Unique to diet therapy is that it is cost-free and side effect-free. Patients treated with diet therapy, and often cured, are taken off of expensive medications with serious side effects, and they avoid costly and painful procedures. SB 380 Needs Teeth
Possible actions that can be taken during the Medical Board’s first SB 380 Working Group Meeting on July 17, 2013 include:
1) Requiring continuing medical education (CME) requirements for all newly licensed and re licensed physicians,
2) Requiring California’s eleven medical schools to teach diet therapy,
3) Requiring the 393 general acute care hospitals in California to dedicate significant time to diet therapy at ongoing educational meetings held for their doctors,
4) Auditing medical practices for the appropriate use of diet therapy (as opposed to drugs and surgery),
5) Sending nutritional education materials to physicians.
All of these measures need to be enacted; however CME requirements for physicians should be the first and foremost effort made by the Medical Board of California. Industry knows this approach is effective and that is why of the total $2.4 billion spent in the United States on CME in 2006, 60% came from the industry.

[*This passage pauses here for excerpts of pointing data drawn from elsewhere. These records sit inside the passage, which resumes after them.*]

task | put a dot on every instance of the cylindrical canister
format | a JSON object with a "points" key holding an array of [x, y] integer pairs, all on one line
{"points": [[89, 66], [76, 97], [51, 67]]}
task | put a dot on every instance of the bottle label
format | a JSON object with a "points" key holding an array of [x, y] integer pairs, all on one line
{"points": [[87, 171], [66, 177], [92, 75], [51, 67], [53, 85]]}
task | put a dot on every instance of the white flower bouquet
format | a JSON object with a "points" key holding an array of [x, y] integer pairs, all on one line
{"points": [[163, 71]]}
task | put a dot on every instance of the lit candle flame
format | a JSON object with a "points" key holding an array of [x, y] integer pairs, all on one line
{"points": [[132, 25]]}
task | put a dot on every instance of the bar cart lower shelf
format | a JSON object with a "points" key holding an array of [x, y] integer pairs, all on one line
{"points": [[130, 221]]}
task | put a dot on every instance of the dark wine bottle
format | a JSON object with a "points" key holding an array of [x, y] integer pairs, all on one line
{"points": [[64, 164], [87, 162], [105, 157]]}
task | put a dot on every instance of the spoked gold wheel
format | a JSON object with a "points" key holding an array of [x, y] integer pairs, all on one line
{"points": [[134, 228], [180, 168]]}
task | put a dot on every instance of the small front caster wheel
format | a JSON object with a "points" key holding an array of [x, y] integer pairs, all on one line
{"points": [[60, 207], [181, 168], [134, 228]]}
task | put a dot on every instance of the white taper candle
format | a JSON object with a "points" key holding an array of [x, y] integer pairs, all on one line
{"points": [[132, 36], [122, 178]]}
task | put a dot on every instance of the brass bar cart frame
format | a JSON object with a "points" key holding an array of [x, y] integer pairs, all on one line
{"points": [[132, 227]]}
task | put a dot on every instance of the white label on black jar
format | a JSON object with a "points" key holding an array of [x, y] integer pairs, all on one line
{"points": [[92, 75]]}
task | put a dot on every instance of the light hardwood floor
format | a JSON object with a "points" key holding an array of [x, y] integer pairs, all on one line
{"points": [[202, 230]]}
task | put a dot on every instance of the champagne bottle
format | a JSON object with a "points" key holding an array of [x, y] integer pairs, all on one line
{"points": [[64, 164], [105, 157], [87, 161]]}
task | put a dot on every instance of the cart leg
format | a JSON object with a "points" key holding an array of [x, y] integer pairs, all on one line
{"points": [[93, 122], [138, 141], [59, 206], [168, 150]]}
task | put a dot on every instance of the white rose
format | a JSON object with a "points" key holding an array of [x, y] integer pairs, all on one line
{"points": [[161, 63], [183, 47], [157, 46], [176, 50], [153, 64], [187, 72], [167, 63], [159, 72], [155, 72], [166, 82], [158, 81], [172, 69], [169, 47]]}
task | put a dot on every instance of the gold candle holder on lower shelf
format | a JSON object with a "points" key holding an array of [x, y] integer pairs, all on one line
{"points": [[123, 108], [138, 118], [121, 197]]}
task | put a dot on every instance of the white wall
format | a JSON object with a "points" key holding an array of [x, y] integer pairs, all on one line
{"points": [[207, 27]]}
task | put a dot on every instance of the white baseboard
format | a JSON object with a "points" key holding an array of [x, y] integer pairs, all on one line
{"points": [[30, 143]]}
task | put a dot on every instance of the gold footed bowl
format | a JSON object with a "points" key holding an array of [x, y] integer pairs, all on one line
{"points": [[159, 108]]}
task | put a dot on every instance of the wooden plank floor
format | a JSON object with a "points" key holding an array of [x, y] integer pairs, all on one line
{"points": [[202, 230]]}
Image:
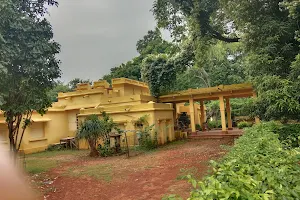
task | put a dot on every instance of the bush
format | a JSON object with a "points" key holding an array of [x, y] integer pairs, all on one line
{"points": [[242, 125], [257, 167], [214, 124], [198, 127], [105, 150], [289, 134], [146, 142]]}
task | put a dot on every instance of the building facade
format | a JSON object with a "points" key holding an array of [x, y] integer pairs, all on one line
{"points": [[125, 101]]}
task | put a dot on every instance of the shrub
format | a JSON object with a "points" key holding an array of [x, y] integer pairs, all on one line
{"points": [[105, 150], [257, 167], [214, 124], [146, 142], [289, 134], [244, 124], [198, 127]]}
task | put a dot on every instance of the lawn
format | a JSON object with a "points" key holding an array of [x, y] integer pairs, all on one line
{"points": [[72, 175]]}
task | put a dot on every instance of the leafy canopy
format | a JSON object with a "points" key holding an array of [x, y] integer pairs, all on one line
{"points": [[28, 63]]}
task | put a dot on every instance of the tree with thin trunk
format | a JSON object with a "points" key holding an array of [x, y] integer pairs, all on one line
{"points": [[28, 64]]}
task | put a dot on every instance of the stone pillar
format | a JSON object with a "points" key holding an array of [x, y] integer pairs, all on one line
{"points": [[228, 111], [202, 120], [222, 110], [192, 114], [257, 121]]}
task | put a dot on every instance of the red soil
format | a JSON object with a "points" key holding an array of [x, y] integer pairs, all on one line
{"points": [[147, 176]]}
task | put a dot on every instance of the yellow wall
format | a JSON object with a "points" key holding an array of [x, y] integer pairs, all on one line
{"points": [[125, 102]]}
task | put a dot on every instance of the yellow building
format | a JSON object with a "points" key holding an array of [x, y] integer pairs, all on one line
{"points": [[125, 101]]}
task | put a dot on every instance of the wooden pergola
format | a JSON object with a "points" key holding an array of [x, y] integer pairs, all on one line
{"points": [[221, 93]]}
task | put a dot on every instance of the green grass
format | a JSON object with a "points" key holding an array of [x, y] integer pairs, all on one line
{"points": [[35, 166], [50, 154], [100, 172], [182, 175], [46, 160]]}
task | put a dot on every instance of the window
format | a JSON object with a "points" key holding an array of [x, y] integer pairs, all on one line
{"points": [[3, 133], [37, 130]]}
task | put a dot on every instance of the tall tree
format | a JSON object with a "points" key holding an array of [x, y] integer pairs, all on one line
{"points": [[159, 73], [269, 34], [151, 43], [73, 83], [28, 64], [59, 87]]}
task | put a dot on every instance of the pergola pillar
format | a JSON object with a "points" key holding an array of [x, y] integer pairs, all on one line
{"points": [[222, 110], [202, 115], [192, 114], [228, 112]]}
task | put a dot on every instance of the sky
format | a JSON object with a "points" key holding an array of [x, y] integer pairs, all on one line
{"points": [[96, 35]]}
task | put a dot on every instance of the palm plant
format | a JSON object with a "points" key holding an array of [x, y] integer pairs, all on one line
{"points": [[90, 130]]}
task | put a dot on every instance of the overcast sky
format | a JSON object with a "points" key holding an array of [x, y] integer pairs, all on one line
{"points": [[96, 35]]}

Requiring CME to remedy a deficit in physician education is commonplace throughout the US. An important precedent was set in California on October 4, 2001: AB 487 was signed into law, and requires most California-licensed physicians to take, as a one-time requirement, 12 units of continuing medical education on “pain management” and “the appropriate care and treatment of the terminally ill.”

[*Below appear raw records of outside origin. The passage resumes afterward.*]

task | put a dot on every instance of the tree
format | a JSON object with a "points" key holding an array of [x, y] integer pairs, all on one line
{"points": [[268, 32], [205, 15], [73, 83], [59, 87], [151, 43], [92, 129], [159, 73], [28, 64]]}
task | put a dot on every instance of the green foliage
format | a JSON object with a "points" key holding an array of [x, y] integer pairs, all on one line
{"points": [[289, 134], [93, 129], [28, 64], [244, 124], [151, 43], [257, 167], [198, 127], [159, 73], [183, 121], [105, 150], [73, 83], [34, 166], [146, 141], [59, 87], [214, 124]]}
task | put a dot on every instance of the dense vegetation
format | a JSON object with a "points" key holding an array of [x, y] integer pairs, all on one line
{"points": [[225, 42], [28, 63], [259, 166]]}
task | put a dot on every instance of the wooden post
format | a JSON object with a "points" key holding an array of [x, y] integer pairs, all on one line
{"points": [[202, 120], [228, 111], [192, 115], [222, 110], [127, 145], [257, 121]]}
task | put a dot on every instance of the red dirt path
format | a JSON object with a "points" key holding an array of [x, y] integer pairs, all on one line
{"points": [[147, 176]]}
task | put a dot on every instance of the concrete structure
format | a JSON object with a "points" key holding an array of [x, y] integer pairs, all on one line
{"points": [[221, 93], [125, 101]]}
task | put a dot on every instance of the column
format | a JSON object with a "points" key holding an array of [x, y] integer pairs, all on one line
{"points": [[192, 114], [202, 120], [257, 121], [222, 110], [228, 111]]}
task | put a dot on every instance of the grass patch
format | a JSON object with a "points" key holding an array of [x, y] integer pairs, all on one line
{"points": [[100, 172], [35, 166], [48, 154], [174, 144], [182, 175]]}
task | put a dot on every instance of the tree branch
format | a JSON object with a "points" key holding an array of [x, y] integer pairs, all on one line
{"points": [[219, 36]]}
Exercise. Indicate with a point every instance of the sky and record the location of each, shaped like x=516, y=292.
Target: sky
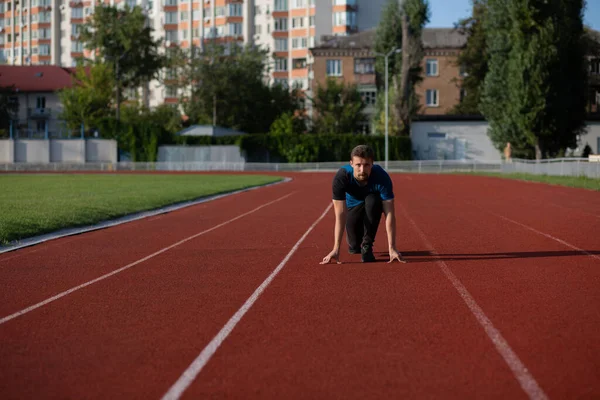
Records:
x=444, y=13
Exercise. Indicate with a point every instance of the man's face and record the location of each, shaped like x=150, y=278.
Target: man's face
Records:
x=362, y=168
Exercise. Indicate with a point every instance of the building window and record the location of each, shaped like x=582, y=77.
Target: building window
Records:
x=170, y=18
x=280, y=82
x=171, y=91
x=369, y=97
x=595, y=66
x=298, y=22
x=235, y=10
x=220, y=11
x=299, y=84
x=281, y=64
x=299, y=43
x=299, y=63
x=281, y=45
x=280, y=5
x=432, y=67
x=334, y=67
x=364, y=65
x=281, y=24
x=347, y=18
x=235, y=29
x=432, y=98
x=436, y=135
x=299, y=3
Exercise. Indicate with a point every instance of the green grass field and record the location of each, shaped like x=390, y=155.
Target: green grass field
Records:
x=571, y=181
x=35, y=204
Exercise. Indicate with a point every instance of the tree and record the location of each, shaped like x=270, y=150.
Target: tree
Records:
x=474, y=59
x=122, y=37
x=90, y=98
x=387, y=37
x=228, y=89
x=288, y=124
x=338, y=108
x=401, y=28
x=414, y=17
x=8, y=109
x=533, y=46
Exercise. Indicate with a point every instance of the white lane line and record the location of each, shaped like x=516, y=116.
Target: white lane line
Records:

The Medical Board of California has the opportunity, if not the responsibility, to require CME for physicians to improve their understanding of human nutrition, which will result in better care for their patients. As written, (SB) 380 begins with this statement: “Existing law, the Medical Practice Act, provides for the licensure and regulation of physicians and surgeons by the Medical Board of California. Under that act, the board is required to adopt and administer standards for the continuing education of physicians and surgeons.”
But change will not be easily won since profit rather than science is behind the vast majority of doctors office visits, hospitalizations, tests, pharmaceuticals, and procedures carried out in California. Because of serious threats to profits and their dominance over patients’ care, big industries have opposed, and will continue to oppose “anti-business legislation” of the kind brought by SB 380.
When the Medical Board’s first SB 380 Working Group Meeting is held on July 17, 2013 in Sacramento, California, much will be at stake. Effective implementation of this law will mean healthier and less medicated citizens of California, a more robust economy for our state, and a chance for medical doctors to more effectively fulfill their professional calling as “healers.”